Als Reaktion auf den blutigen Newroz kündigte der Sprecher der Arbeiterpartei Kurdistans (PKK) in London, Akif Hasan, den „totalen Krieg“ an. „Es gibt keine andere Lösung als den totalen Krieg mit der Türkei“, sagte der Sprecher der Guerillaorganisation.

Gestern morgen wurde im Istanbuler Stadtteil Zincirlikuyu ein Bus mit Angehörigen des türkischen Geheimdienstes MIT mit Maschinenpistolen angegriffen. Zwei Personen, unter ihnen ein hochrangiger Offizier des Geheimdienstes, starben, sieben weitere wurden verletzt.

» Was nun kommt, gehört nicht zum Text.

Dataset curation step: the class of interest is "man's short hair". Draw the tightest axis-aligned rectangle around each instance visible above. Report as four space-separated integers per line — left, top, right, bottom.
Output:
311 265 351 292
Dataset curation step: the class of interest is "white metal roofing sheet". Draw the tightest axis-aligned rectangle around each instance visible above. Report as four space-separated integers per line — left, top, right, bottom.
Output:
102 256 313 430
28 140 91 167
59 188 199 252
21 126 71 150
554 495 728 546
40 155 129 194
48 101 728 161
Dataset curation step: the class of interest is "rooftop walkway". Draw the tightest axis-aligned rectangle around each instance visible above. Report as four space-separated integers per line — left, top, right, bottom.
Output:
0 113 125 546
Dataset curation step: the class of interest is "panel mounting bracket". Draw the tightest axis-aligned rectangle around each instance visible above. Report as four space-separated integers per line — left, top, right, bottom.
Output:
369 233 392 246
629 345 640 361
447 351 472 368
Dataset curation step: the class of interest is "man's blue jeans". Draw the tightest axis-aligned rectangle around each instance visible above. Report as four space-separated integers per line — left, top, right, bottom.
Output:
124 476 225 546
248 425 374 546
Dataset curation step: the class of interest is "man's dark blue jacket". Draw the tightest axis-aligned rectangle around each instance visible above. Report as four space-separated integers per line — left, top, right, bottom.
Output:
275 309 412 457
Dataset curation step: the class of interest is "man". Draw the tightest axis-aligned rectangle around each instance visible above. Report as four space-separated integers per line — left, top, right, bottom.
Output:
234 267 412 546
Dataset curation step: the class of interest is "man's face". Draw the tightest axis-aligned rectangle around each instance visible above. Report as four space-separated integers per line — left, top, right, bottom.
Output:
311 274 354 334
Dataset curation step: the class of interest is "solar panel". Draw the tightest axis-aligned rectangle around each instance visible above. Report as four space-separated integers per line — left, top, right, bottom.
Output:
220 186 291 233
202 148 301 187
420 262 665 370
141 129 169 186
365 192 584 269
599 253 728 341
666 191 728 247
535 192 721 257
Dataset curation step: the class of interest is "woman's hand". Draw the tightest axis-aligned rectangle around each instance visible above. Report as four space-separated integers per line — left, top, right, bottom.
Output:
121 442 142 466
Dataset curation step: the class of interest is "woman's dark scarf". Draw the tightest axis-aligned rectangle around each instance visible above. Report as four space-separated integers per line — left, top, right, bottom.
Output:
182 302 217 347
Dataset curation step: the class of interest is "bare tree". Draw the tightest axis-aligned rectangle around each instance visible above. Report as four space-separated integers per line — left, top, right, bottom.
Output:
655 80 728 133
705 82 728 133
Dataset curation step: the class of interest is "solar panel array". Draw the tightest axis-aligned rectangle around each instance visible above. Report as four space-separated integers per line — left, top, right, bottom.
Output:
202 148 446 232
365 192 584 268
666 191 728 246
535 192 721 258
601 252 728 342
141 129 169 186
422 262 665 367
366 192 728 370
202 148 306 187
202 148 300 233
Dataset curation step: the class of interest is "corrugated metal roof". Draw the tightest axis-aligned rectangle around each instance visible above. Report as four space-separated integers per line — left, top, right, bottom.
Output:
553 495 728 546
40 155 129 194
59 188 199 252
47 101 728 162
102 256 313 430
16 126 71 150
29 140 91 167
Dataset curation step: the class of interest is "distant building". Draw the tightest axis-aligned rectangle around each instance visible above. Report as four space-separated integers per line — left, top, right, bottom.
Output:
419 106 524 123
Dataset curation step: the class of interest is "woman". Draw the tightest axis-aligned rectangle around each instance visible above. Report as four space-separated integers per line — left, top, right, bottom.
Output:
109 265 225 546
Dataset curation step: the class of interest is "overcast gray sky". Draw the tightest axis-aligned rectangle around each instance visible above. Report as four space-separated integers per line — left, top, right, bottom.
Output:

Bereits am Montag hatten PKK-Militante einige Polizeiwachen und Streifenwagen in verschiedenen westlichen Großstädten der Türkei angegriffen. Das türkische Kabinett unter Ministerpräsident Demirel schwenkte mittlerweile vollends auf die Linie der Falken ein. „Dies ist eine Geschwulst und wir sind stark genug, diese Geschwulst zu entfernen“, sagte Ministerpräsident Süleyman Demirel. Auf einer außerordentlichen Kabinettssitzung wurde der Polizeichef von Sirnak seines Postens enthoben — eine Entscheidung, die nach Auffassung des Innenministers in keinem Zusammenhang mit den jüngsten Ereignissen steht. Im Anschluß an die Sitzung veröffentlichte das Kabinett einen Aufruf an die kurdische Bevölkerung, ihre Waffen abzuliefern. Seither wird diese Erklärung jede Stunde im staatlichen Rundfunk verlesen.